Sister Teresa devoted her life with utter selflessness to the interests of the congregation, but she also had concern for those outside it. The enrolment in the Catholic schools in Toronto had steadily increased, and by 1881 the sisters were engaged in eight elementary schools. They also taught in one high school, with some financial assistance from the separate school trustees, and in their private boardingschool. In the House of Providence, opened in 1857, the orphans, the poor, the old and the young, men and women, Catholic and non-Catholic, were harboured, cared for, and even taught if they were of school age. In addition, the sick of the city were visited in their homes, although hospital work per se was not begun until St Michael’s Hospital was opened in 1892. Sister Teresa had a share in organizing and directing all these undertakings. In 1876 she even went on a fund-raising tour to the United States in order to keep the institutions running and to make it possible to have qualified sisters in the field of education.
Sister Teresa’s health was never robust. After beginning her noviciate in 1852, she became ill and was given an unheard-of permission by Bishop Charbonnel to return to her home while wearing the religious habit. Her recovery was deemed miraculous, but at times during her 35 years in religion her health obliged her to withdraw from some of her activities. Finally, in February 1887, she suffered a severe heart attack. To recuperate she went to Port Arthur, where the congregation, now 200 strong, had opened a mission in 1881. On 23 August she died suddenly, away from the motherhouse where she had spent most of her life.
Sister Teresa had amply fulfilled her mission as teacher, administrator, counsellor, and friend, and her contribution to Canada lies in the example of a life devoted to the needs of others. She also helped lay the foundation of the Sisters of St Joseph, who still carry on an apostolate in the fields of education, health care, and social work, not only in Ontario but in the western provinces and the Northwest Territories.
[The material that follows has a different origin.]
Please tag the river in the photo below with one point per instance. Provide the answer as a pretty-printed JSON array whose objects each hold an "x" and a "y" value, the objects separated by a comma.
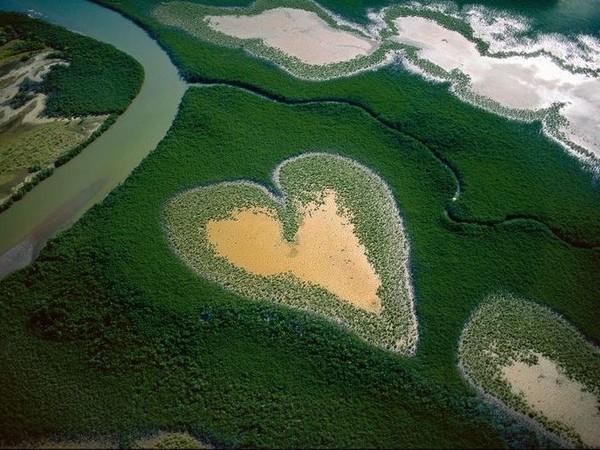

St Mary’s Cathedral (Kingston, Ont.), Register of baptisms, burials, and marriages, July 1831. Sisters of St Joseph of Toronto Arch. (Toronto), Reception and profession books. Sisters of St Joseph of Toronto, Community annals, [1851–1956] (3v., Toronto, ), I: 6, 53, 56, 154–56. Kingston Chronicle (Kingston, [Ont.]), 2 July 1831. W. P. Bull, From Macdonell to McGuigan, the history of the growth of the Roman Catholic Church in Upper Canada (Toronto, 1939). Jubilee volume, 1842–1892: the archdiocese of Toronto and Archbishop Walsh, [ed. J. R. Teefy] (Toronto, 1892), 156. Sister Mary Agnes, The Congregation of the Sisters of St. Joseph: Le Puy, Lyons, St. Louis, Toronto (Toronto, 1951).